How can i make this, so that it will be a CPU friendly process ?

A large zero-phase FIR will do the job best, at the expense of a lot of CPU cycles. You could do three other things I guess:-

a) if your buffer is always going to be a power of two in size you could do the filtering entirely in the frequency domain by taking an FFT, zeroing out all bins above SR/4 and then doing an IFFT.

b) Use a high-order elliptical filter. With careful filter design you could trade off speed for quality by reducing the filter order an putting up with some stopband ripple. This will work for non-power-of-two sized audio buffers and oversampling factors.

c) Assuming you are always oversampling and decimating by a power of two you could look into polyphase filters. I posted some code to the Music DSP archive ages ago, but it was more for teaching the DSP and design rather than speed. You could take the code and optimise it.

Before launching into this though I'd create some 96khz samples with nothing above SR/4 in them, and run your process on them. If you can't see any significant energy above SR/4 in the resulting sample, you don't need to oversample as your process hasn't produced anything that will alias!

Regards
Dave

[nuffink]

Filters are always a trade off. Pass-band ripple, phase linearity, efficiency, etc, etc...

It occurs to me that, whilst for many applications low pass-band ripple is critical, this may not be the case for synth oscillators. Analog oscillators are revered by many because of their imperfections.

Freed of the need for precision, your filters could be better optimised for more musically or computationally significant factors.

Just a thought. Anyone got a view?

[no_signal]

How can i make this, so that it will be a CPU friendly process ?

A large zero-phase FIR will do the job best, at the expense of a lot of CPU cycles. You could do three other things I guess:-

a) if your buffer is always going to be a power of two in size you could do the filtering entirely in the frequency domain by taking an FFT, zeroing out all bins above SR/4 and then doing an IFFT.

b) Use a high-order elliptical filter. With careful filter design you could trade off speed for quality by reducing the filter order an putting up with some stopband ripple. This will work for non-power-of-two sized audio buffers and oversampling factors.
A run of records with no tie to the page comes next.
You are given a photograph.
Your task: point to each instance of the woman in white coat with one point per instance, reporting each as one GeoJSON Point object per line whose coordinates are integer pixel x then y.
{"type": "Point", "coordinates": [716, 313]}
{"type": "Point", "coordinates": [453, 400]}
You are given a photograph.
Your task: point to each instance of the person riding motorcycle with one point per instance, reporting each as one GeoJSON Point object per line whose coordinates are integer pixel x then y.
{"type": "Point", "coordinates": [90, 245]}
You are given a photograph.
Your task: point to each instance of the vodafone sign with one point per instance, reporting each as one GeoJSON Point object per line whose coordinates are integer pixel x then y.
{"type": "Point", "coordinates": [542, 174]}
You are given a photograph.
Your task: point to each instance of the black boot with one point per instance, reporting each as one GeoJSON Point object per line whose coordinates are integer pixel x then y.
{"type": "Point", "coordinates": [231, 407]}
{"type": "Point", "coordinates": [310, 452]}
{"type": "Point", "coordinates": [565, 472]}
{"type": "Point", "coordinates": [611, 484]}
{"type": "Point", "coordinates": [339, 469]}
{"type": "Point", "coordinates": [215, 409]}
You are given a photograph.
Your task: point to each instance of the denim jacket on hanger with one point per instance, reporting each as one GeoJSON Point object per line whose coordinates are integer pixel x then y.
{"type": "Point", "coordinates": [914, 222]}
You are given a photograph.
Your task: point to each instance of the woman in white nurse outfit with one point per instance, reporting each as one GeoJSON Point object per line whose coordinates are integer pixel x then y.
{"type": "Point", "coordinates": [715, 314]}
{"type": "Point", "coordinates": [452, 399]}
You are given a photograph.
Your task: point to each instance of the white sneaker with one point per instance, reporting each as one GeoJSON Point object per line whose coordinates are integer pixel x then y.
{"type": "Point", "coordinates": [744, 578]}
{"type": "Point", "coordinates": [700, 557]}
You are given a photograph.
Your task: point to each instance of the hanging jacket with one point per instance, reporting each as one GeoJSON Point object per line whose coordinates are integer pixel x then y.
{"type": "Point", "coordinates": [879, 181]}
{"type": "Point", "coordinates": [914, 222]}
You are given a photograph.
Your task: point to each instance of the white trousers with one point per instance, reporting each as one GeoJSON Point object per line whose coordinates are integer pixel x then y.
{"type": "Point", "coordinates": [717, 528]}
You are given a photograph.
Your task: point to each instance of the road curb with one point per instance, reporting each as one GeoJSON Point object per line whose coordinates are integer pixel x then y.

c) Assuming you are always oversampling and decimating by a power of two you could look into polyphase filters. I posted some code to the Music DSP archive ages ago, but it was more for teaching the DSP and design rather than speed. You could take the code and optimise it.

Before launching into this though I'd create some 96khz samples with nothing above SR/4 in them, and run your process on them. If you can't see any significant energy above SR/4 in the resulting sample, you don't need to oversample as your process hasn't produced anything that will alias!

Regards
Dave

Thanks Dave! I think we all learned something from it.
All my respects,
A.F.

[Muon Software Ltd]

Just a thought. Anyone got a view?

Agreed - let your ears and your code profiler be your guides...

Cheers
D

[texture]

Zero stuffing gives you a specific result in the frequency domain - it leaves the original signal (anything below SR/4 in the oversampled buffer) completely unharmed.

I'm kind of guessing here (I'm certainly no expert), but if you use zero stuffingwouldn't this reduce the magnitude of everything below SR/4 significantly after filtering?
Also, if you simply packed the same values without any interpolation (linear/hermite etc) would this not have the same effect as the zero stuffing, except that the frequencies above SR/4 would already be greatly attenuated at no cost, meaning that you could have a lower order filter?

[Muon Software Ltd]

I'm kind of guessing here (I'm certainly no expert), but if you use zero stuffingwouldn't this reduce the magnitude of everything below SR/4 significantly?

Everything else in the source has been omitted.